From this day on, Murfreesboro was known as a “captured town.”

In consequence, a town that is not surrendered to the Federal Army on their first appearance, which is claimed to have been the duty of the mayor at the time according to an act of Congress, shall be declared “captured” as a failure to comply.

Had a proper “surrender” been tendered, the town and citizens would be protected in person and property during the time of Federal occupation, citizens being allowed compensation for rents and damages sustained by the army.

Citizens take the oath

As March turned into April and April into May, the good life previously enjoyed by the citizens of Murfreesboro had become a fond memory of a former time.

They did not know what lay in store for them or what their futures held. Federal occupation took its toll as the citizens came to realize what rights were lost under martial law. Increasing pressure to take “the oath” was almost a daily ritual and soon Mattie Ready’s father, Charles, found himself a target, imprisoned by the Federals.

Alice Ready, Mattie’s younger sister, recorded in her diary on April 30, 1862:

“What a day! I never thought to say that my Father was in the Penitentiary!

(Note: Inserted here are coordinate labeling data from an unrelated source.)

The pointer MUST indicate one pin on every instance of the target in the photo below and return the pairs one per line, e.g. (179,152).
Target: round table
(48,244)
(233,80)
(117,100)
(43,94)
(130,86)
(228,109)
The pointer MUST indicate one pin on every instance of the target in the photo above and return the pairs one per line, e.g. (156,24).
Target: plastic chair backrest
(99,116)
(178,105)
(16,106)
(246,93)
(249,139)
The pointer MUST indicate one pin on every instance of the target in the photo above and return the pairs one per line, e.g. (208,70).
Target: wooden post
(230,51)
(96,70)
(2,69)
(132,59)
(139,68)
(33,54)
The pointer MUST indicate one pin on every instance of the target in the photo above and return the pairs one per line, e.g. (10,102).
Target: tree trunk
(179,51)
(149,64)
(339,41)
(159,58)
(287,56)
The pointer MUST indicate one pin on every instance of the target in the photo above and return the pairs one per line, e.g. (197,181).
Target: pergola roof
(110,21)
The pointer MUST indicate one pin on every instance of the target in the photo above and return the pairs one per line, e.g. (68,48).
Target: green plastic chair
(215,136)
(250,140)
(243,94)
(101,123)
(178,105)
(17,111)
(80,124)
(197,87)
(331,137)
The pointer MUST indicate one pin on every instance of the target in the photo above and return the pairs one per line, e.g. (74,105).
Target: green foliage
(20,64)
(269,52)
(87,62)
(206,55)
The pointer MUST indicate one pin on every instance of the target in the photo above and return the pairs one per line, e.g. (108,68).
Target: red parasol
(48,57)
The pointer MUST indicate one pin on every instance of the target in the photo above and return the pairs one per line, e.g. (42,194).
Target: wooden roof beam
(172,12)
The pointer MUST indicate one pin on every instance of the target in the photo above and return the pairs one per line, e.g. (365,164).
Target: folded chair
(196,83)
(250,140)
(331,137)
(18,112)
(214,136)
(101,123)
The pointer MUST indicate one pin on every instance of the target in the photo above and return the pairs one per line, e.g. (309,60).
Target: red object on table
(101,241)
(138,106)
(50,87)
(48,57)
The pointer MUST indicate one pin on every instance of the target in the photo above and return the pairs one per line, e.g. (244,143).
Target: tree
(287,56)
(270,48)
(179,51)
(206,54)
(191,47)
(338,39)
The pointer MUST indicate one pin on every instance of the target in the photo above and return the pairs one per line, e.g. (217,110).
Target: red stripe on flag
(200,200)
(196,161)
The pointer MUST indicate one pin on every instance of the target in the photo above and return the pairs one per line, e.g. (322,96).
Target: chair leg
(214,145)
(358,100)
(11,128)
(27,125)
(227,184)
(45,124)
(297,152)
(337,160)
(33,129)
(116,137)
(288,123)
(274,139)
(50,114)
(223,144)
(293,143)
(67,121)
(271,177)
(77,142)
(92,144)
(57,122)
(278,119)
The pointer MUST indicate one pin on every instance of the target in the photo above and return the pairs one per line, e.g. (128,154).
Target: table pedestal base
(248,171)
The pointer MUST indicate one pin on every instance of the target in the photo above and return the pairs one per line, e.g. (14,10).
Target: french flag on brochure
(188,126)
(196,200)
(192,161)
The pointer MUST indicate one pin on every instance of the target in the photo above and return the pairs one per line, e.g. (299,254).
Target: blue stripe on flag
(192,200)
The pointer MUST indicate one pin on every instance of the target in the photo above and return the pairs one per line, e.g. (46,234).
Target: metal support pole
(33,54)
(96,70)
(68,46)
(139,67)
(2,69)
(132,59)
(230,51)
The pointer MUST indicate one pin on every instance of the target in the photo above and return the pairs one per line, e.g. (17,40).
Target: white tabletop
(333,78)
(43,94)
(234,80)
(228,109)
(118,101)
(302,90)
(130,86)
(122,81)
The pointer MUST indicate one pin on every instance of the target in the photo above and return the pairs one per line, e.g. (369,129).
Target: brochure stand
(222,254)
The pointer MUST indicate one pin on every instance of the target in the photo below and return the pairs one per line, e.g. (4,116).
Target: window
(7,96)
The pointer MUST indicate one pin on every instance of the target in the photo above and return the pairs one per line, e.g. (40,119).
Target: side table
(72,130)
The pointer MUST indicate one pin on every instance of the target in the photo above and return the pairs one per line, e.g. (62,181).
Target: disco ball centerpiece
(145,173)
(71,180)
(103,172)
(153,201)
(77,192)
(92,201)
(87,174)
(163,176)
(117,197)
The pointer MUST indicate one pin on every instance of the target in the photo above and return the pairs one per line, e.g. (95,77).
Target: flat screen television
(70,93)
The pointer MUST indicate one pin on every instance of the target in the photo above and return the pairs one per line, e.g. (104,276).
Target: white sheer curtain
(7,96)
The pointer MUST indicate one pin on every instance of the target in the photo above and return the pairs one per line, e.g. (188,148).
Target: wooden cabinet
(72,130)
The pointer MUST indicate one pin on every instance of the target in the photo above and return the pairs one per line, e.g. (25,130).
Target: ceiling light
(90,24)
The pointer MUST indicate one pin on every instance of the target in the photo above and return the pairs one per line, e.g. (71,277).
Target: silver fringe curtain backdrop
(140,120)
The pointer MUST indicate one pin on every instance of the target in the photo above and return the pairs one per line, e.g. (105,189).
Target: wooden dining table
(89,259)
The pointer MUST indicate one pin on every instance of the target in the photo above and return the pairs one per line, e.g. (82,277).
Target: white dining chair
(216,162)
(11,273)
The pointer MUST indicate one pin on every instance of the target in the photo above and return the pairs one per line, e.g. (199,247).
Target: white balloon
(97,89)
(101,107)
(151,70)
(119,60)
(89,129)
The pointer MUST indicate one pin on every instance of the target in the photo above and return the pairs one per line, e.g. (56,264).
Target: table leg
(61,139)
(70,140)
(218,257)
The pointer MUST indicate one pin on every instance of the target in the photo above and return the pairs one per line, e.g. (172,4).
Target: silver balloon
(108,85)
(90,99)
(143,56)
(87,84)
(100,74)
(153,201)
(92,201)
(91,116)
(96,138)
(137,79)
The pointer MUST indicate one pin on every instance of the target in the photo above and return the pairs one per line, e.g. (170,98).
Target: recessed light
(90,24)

They grind us closer and closer, until now we scarcely dare to say our house is ours. On 30 minutes warning without allowing him to return even for a change of clothes. Col Parkhurst, Military Gov. of Murfreesboro wrote Papa a note this morning saying it had become necessary for him to take the oath of allegiance to the U.S. Capt. Rounds would wait upon him to administer it, which he did. Papa went with him to headquarters, and upon declining to take the proscribed oath – was taken immediately to the depot not allowed to return home. … I know not what may be the sentence passed upon our beloved father, or what may befal (sic) our darling Brother – Their fate I know is in the hands of a merciful God. He will not deprive us of all that is dearest. God protect our Father and Brother.” (Horace Ready enlisted in Co. E., 23rd Tennessee Infantry, as a sergeant.)

For Murfreesboro, the month of May began on anything but a “merry” note.

In fact, an incident occurred that brought matters to a crisis point. As Parkhurst and Rounds were passing along one of the streets in town, a shot was fired. Neither man was injured and there is no record of a shot actually being fired at them, nor was any person ever identified as being responsible.

However, the matter was reported to Andrew Johnson in Nashville, who promptly consulted with prominent Unionist citizens of the town, E. L. Jordan, G. W. Ashburn, and E. D. Wheeler.

Following this consultation, Johnson wrote to Parkhurst: “You will at once arrest as many persons as you in your judgment may believe will have a proper effect upon the spirit of insubordination which seems to prevail in that community.”

Parkhurst lost no time in arresting 12 leading citizens on no more evidence than their political opinions.

The town was subjected to more searches and some too hundred additional guns of various types were confiscated. The men were taken to the state prison in Nashville and were released several days later after posting bonds of $10,000 each.

Demonstrations of sentiment, large and small, kept the town on edge.

May turned into June and the folks of Murfreesboro endured the fate dealt them while the nightmare continued.

They could only hope and dream of a better tomorrow.

They would have been heartened to know that their dreams would soon be reality on July 13 with the arrival of Nathan Bedford Forrest and his cavalry force who would return the town to Confederate rule.

Nor did any of their dreams even hint that this same town would later boast of a visit by President Jefferson Davis or of having the so-called social event of the Confederacy, namely the wedding of Murfreesboro’s own belle, Martha Ready to the dashing, daring cavalryman from Kentucky, Gen. John Hunt Morgan before the end of the year.

They could not know their dreams would again become a major nightmare following the bloody Battle of Stones River, leaving more than 23,000 dead and wounded for the townspeople to nurse, feed, and bury, along with their own loved ones.

And that the nightmare would continue and Murfreesboro would remain under Federal rule for the duration of the war.